It's interesting what a different pairing can do. In this book are two Josephine Tey books: "The Daughter of Time," which I'd read before, and enjoyed, and "Miss Pym Disposes," which I hadn't read. Reading the two together brought to the foreground some aspects of Tey's writing that I never noticed before and that really...annoyed me.
The first is the idea that you can judge someone's character by looking at their face. Ludicrous. I never noticed it before, but it is a key element in these two books. OF COURSE, she's writing in a different time, but there is one bit of dialogue to the effect of "it surprised me into looking like a goggle-eyed negro." By itself, I would've just bumped over the quote, but it is indicative of this whole idea of being able to determine if someone is a criminal or not by looking at their features.
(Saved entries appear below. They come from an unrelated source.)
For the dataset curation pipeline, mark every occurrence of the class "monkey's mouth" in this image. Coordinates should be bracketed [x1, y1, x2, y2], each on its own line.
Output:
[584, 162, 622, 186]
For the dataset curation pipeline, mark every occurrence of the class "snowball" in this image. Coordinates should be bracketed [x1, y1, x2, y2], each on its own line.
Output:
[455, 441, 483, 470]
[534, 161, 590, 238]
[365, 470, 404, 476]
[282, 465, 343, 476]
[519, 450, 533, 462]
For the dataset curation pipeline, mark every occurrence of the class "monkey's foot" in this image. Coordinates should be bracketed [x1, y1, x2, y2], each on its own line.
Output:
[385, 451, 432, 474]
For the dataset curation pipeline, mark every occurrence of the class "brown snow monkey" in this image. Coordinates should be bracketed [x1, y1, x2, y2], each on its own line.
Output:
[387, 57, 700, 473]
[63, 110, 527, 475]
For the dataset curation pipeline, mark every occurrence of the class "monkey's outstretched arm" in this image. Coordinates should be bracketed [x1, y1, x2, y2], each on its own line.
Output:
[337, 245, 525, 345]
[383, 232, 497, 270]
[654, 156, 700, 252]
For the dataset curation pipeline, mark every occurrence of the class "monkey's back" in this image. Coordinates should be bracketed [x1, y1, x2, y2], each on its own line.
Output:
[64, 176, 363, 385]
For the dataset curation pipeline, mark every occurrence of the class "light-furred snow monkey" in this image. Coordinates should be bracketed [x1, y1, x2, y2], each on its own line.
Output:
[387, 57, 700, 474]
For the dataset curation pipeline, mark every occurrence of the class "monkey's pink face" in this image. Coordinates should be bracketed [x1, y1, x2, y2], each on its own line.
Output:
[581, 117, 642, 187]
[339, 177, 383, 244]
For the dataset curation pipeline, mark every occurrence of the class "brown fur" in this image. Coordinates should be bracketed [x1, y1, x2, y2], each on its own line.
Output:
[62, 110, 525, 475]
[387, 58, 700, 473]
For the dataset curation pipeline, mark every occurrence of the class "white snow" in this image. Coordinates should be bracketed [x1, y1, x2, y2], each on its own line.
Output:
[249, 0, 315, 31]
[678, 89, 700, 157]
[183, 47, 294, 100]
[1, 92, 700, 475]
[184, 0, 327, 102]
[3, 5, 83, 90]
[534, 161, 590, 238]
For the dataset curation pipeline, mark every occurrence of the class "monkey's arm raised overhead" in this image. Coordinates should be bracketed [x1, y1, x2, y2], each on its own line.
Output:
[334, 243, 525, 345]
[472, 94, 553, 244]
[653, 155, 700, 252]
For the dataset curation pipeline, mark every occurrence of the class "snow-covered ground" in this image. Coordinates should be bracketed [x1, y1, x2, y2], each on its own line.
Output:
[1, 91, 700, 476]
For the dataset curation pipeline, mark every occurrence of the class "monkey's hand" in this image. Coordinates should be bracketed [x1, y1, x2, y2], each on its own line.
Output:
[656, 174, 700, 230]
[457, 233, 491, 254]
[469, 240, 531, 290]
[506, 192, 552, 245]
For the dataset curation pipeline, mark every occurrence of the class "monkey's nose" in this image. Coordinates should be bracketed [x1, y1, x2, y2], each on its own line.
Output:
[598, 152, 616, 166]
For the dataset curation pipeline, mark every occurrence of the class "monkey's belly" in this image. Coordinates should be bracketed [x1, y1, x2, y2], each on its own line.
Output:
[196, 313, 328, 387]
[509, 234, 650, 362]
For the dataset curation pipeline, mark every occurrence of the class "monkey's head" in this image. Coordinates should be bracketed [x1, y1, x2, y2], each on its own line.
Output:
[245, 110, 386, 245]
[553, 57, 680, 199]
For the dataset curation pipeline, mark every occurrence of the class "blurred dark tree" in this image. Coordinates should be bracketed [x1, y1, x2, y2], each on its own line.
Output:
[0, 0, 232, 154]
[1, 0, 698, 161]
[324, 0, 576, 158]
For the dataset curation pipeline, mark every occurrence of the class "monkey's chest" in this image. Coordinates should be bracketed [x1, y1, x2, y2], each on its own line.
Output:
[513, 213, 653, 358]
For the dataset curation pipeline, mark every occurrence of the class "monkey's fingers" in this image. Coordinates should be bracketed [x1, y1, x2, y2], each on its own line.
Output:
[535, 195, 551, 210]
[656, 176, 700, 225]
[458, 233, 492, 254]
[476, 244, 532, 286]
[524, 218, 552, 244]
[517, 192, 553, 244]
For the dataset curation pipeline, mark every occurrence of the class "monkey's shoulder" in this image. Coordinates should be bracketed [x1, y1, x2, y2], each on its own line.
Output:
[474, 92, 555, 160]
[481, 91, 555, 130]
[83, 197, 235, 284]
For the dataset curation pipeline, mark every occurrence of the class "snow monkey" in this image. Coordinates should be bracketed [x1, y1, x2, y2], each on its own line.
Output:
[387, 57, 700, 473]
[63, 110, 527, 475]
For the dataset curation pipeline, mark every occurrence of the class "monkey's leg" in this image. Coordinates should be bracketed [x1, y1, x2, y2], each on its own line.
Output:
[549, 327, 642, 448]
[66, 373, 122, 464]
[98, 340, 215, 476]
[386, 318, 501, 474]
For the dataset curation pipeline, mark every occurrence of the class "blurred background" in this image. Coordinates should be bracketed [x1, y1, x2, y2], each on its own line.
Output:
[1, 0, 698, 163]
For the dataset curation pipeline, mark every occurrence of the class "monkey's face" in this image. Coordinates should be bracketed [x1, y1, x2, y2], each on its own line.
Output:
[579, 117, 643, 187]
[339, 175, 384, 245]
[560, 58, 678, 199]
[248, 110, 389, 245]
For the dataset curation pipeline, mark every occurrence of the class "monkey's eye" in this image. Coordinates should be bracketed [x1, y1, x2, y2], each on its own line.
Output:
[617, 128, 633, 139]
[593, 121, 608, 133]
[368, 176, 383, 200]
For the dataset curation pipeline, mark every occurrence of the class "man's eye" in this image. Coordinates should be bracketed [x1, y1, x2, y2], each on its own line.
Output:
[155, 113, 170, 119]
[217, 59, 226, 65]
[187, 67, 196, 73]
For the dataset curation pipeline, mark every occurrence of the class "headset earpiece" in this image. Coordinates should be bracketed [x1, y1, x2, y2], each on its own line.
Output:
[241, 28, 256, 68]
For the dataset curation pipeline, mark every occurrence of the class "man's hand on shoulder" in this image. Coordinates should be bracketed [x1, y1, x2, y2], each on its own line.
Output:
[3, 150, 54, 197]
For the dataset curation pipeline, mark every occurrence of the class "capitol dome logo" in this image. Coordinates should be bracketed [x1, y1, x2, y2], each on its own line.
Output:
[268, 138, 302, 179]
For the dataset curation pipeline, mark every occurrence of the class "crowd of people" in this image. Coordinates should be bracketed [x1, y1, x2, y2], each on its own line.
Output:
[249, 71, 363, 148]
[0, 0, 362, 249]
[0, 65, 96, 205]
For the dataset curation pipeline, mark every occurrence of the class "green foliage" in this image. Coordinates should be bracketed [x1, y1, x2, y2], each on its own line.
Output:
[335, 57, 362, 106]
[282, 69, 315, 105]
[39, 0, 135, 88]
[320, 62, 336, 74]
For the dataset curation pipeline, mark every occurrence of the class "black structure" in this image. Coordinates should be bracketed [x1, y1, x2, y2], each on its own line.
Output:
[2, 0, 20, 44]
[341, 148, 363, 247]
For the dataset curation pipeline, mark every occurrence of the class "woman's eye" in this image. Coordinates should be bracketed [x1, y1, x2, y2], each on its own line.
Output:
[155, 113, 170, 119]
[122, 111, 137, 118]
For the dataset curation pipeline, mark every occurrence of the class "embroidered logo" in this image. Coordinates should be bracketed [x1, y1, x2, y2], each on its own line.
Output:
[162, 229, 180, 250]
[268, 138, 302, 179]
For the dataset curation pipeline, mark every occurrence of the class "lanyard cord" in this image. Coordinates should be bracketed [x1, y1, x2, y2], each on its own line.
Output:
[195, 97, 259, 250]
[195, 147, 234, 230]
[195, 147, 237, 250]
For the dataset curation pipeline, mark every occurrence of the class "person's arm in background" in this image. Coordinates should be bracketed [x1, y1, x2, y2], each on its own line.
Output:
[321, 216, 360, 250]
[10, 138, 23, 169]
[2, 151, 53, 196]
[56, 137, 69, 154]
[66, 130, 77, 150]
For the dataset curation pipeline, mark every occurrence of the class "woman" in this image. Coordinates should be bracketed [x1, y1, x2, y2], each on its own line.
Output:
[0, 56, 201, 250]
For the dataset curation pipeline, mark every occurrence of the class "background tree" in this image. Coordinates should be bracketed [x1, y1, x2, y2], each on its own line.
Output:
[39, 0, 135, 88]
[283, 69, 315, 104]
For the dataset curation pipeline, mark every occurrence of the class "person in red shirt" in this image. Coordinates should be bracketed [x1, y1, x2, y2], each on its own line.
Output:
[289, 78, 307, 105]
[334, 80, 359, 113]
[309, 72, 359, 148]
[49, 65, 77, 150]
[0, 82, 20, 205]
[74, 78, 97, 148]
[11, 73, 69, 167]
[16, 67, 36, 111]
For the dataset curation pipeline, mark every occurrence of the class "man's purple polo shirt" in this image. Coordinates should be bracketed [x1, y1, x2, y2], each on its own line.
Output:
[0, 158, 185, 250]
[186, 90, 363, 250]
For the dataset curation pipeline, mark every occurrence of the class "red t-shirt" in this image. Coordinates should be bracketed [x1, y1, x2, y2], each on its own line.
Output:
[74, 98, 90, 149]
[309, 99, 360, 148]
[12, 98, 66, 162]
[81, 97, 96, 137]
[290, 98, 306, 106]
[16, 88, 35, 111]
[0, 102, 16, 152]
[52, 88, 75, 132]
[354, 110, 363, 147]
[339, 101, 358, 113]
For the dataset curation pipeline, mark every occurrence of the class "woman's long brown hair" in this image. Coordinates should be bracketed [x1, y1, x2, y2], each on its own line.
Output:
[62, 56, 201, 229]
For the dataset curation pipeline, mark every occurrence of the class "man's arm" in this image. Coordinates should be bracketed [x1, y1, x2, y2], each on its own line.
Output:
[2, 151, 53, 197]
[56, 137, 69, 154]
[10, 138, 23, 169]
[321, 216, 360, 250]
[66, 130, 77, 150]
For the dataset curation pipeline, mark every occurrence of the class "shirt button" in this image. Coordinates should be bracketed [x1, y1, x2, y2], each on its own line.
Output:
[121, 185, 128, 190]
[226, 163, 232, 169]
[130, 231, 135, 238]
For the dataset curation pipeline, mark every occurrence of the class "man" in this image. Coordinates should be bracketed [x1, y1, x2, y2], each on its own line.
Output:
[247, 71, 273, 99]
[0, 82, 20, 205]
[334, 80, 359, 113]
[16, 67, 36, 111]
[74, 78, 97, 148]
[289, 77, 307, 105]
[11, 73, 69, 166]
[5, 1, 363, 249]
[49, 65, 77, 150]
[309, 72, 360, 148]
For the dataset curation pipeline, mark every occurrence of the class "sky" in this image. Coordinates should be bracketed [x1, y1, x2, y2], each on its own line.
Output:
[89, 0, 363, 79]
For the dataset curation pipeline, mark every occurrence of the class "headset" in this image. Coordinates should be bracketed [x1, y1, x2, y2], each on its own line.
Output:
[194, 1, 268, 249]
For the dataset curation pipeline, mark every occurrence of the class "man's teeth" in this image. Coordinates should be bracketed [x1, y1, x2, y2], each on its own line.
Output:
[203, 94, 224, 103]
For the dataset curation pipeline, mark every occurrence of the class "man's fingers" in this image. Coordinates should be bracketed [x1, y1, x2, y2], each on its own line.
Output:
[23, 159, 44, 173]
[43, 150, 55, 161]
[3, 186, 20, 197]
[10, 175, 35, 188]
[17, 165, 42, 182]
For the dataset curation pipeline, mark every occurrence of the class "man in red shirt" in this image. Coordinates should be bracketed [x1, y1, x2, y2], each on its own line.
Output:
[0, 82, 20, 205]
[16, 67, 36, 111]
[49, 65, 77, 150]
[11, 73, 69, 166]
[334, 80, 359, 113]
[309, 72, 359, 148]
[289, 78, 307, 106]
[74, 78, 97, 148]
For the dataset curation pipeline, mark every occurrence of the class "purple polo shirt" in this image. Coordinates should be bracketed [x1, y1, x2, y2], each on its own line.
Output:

I expected phrenology and Jewish phenotyping next.
The second idea is that an amateur is so much better at determining something about a case or a person than a professional. In "Miss Pym," the main character is an armchair psychologist who writes a book and becomes an "expert." In "Daughter," a police detective becomes an armchair historian and makes "discoveries" about Richard III that the masses were ignorant of, but which professionals had known for centuries.
I have to say that I still enjoy "Daughter of Time," because I've always had a soft spot for Richard III. I love the deliciously evil character of Shakespeare's, but when you know who Shakespeare was writing for, you realize that was all hooie, anyway. Poor Richard.
I suppose the jury is still out on Tey. I have read other books by her, and enjoyed them, but now I'm wondering if I would a second time.